Classification of human genomic regions based on experimentally determined binding sites of more than 100 transcription-related factors.

Yip KY, Cheng C, Bhardwaj N, Brown JB, Leng J, Kundaje A, Rozowsky J, Birney E, Bickel P, Snyder M, Gerstein M.
Genome biology. 2012;13(9):R48.
Abstract
BACKGROUND: Transcription factors function by binding different classes of regulatory elements. The Encyclopedia of DNA Elements (ENCODE) project has recently produced binding data for more than 100 transcription factors from about 500 ChIP-seq experiments in multiple cell types. While this large amount of data creates a valuable resource, it is nonetheless overwhelmingly complex and simultaneously incomplete since it covers only a small fraction of all human transcription factors. RESULTS: As part of the consortium effort in providing a concise abstraction of the data for facilitating various types of downstream analyses, we constructed statistical models that capture the genomic features of three paired types of regions by machine-learning methods: firstly, regions with active or inactive binding; secondly, those with extremely high or low degrees of co-binding, termed HOT and LOT regions; and finally, regulatory modules proximal or distal to genes. From the distal regulatory modules, we developed computational pipelines to identify potential enhancers, many of which were validated experimentally. We further associated the predicted enhancers with potential target transcripts and the transcription factors involved. For HOT regions, we found a significant fraction of transcription factor binding without clear sequence motifs and showed that this observation could be related to strong DNA accessibility of these regions. CONCLUSIONS: Overall, the three pairs of regions exhibit intricate differences in chromosomal locations, chromatin features, factors that bind them, and cell-type specificity. Our machine learning approach enables us to identify features potentially general to all transcription factors, including those not included in the data.

Related data

Available data
enhancer annotations
File format
BED
Data summary
Enhancers are identified as binding active regions (BARs) outside promoter-proximal regulatory modules (PRMs) and more than 10kb away from any GENCODE genes and non-coding genes. A random forest model trained on chromatin accessibility and histone modification has been used to identify BARs, using randomly sampled TF binding regions and non-binding regions as positive and negative training sets. PRMs are identified with a similar model as that for BARs, using TF binding regions at transcription start site (TSS) as positive training set, and non-binding regions or regions far away from TSS or both as negative training sets. This model has been applied to 5 ENCODE cell lines: GM12878, K562, h1-HESC, HeLa-S3, and Hep-G2.
Available data
enhancer annotations
File format
BED
Data summary
An update of the list in 2014 using the same methodology.
Available data
HOT regions
File format
BED
Data summary
The ChIP-Seq signals from various experiments for transcription factors were grouped together into 100 bp bins.

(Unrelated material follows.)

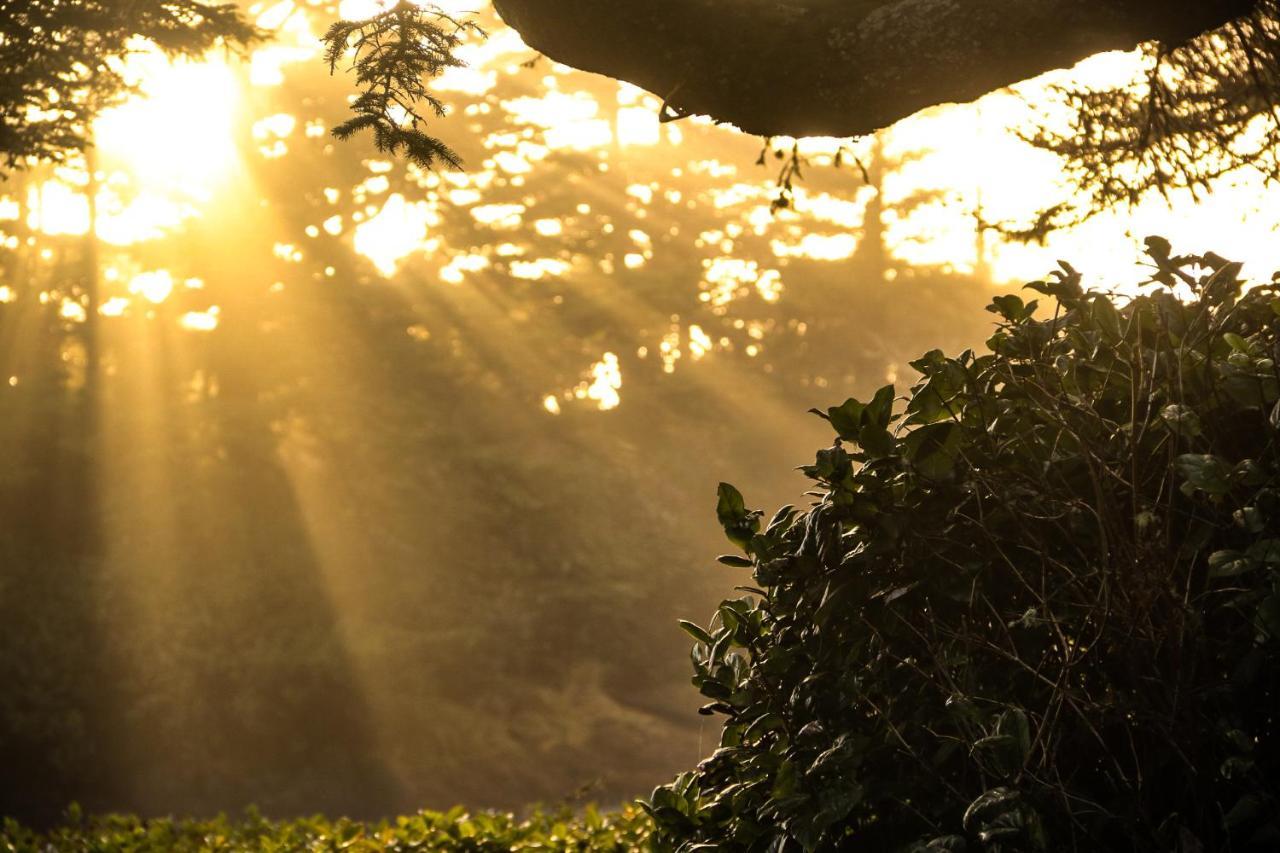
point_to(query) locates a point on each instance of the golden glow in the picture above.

The co-binding of different factors were computed based on these signals. The HOT and LOT regions were defined as the top 1% of region-specific co-occurrence and the bottom 1% of non-zero degrees of region-specific co-occurrence.
Available data
connectivity
File format
BED
Data summary
The correlation (or anti-correlation) of histone marks at a putative enhancer and the expression of nearby genes was used to determine connectivity. This list was updated in 2014 based on the 2012 methodology. First 3 columns are coordinates of DRM, 4th column is target gene, 5th column in correlation, and 6th column is correlation of histone mark (annotation of the histone mark with high correlation.